Dienstag, 11. Juni 2013

Avaaz hilft auch mal jenen, denen nicht mehr zu helfen ist


Habe mal wieder ein Email von Avaaz bekommen mit einem Aufruf, eine Petition zu unterstützen. Statt diese zu unterzeichnen, was ich sonst mal tat, habe ich dieses Mal den Leuten geantwortet, die mir die Email zusandten. Vermutlich war's das dann. Aus diesem Verdacht heraus kopiere ich meine Antwort auch noch hier.

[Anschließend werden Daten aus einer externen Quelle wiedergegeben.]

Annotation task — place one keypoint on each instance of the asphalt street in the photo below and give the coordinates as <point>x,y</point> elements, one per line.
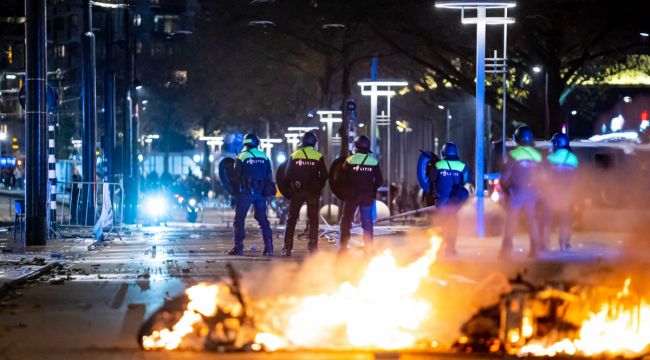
<point>92,303</point>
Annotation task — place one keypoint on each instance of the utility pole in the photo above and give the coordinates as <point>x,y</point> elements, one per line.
<point>481,20</point>
<point>129,145</point>
<point>109,98</point>
<point>89,115</point>
<point>36,227</point>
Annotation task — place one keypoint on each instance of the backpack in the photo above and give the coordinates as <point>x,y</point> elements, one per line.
<point>458,192</point>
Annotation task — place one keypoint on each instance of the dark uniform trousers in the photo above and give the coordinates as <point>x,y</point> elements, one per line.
<point>243,202</point>
<point>297,199</point>
<point>448,216</point>
<point>517,202</point>
<point>561,208</point>
<point>365,209</point>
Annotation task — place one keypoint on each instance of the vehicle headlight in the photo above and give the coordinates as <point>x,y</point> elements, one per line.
<point>156,205</point>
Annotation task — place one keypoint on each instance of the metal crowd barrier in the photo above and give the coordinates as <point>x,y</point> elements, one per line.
<point>69,199</point>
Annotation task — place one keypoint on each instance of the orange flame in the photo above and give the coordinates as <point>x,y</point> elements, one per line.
<point>620,328</point>
<point>382,311</point>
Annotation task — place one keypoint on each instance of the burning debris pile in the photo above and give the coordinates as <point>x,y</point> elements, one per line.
<point>392,306</point>
<point>385,309</point>
<point>209,317</point>
<point>561,319</point>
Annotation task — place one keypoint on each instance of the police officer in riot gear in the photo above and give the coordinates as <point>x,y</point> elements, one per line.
<point>360,177</point>
<point>253,181</point>
<point>449,176</point>
<point>561,173</point>
<point>306,174</point>
<point>520,178</point>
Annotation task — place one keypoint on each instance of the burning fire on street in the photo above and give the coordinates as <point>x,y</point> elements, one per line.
<point>394,305</point>
<point>620,327</point>
<point>358,315</point>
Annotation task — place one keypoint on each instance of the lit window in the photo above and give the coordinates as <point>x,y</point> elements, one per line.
<point>180,77</point>
<point>60,51</point>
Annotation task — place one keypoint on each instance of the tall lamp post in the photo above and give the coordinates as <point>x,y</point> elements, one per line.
<point>293,140</point>
<point>547,124</point>
<point>481,20</point>
<point>375,89</point>
<point>330,117</point>
<point>266,144</point>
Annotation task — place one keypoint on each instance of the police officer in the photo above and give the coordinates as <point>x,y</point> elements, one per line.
<point>360,177</point>
<point>561,170</point>
<point>520,176</point>
<point>306,174</point>
<point>252,180</point>
<point>449,176</point>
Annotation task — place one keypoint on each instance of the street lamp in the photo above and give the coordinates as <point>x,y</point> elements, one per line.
<point>481,20</point>
<point>267,144</point>
<point>302,129</point>
<point>376,88</point>
<point>330,117</point>
<point>547,123</point>
<point>292,140</point>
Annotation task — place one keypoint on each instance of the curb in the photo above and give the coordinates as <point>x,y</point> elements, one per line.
<point>30,276</point>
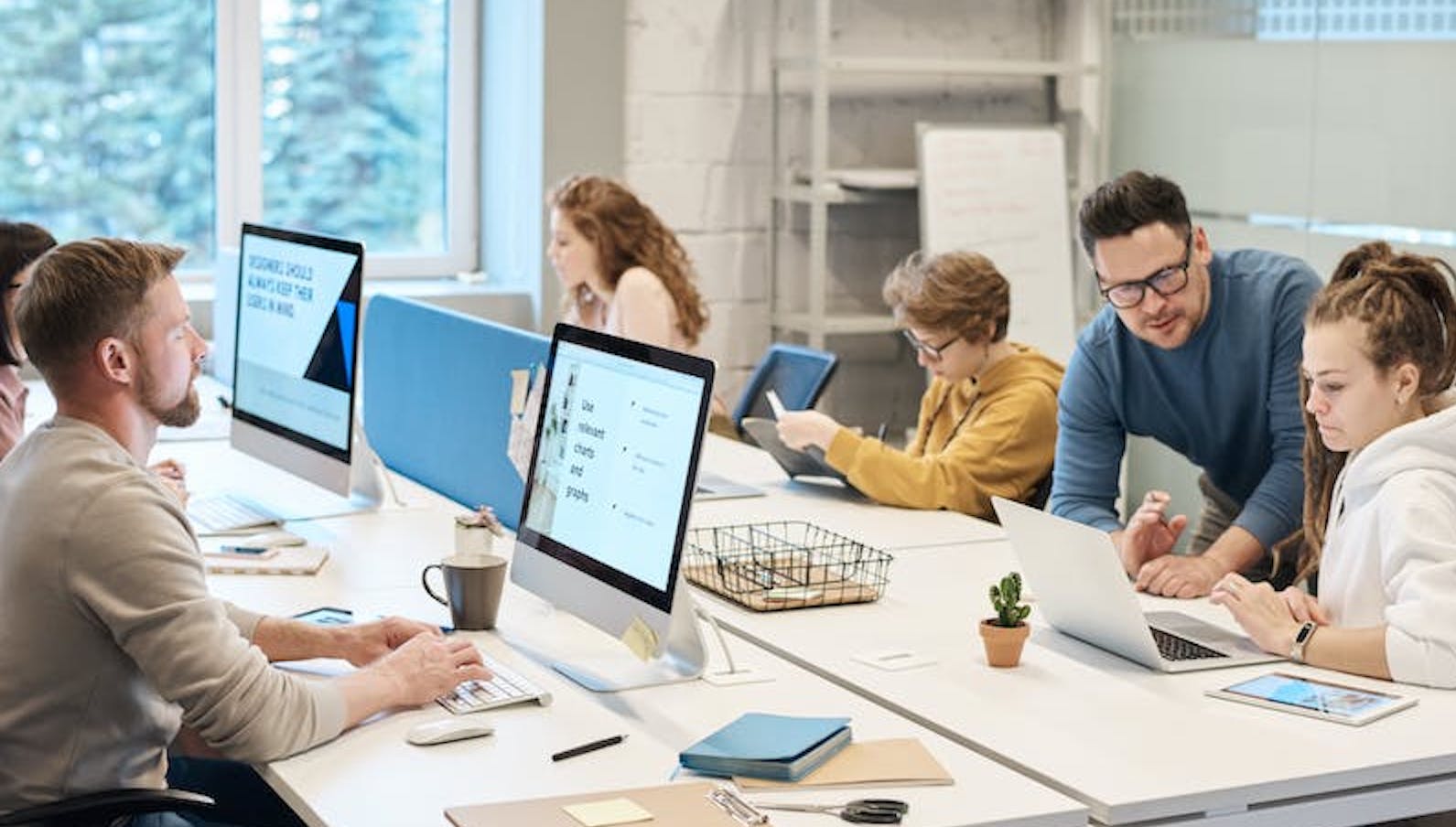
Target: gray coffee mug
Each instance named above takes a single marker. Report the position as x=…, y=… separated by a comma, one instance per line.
x=472, y=588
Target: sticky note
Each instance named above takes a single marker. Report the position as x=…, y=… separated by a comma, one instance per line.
x=608, y=811
x=641, y=639
x=520, y=383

Lieber Alex Wilks, Jeremy, Christoph, Marie, Ian, David, Paul, Ricken und das ganze Avaaz-Team,

Sie schicken mir Emails mit Aufrufen, bei Ihrer Organisation Petitionen zu unterschreiben und für sie Geld zu spenden. Ich mag Ihr Engagement, wenn es darum geht, Menschen in Not zu helfen oder die Natur zu schützen.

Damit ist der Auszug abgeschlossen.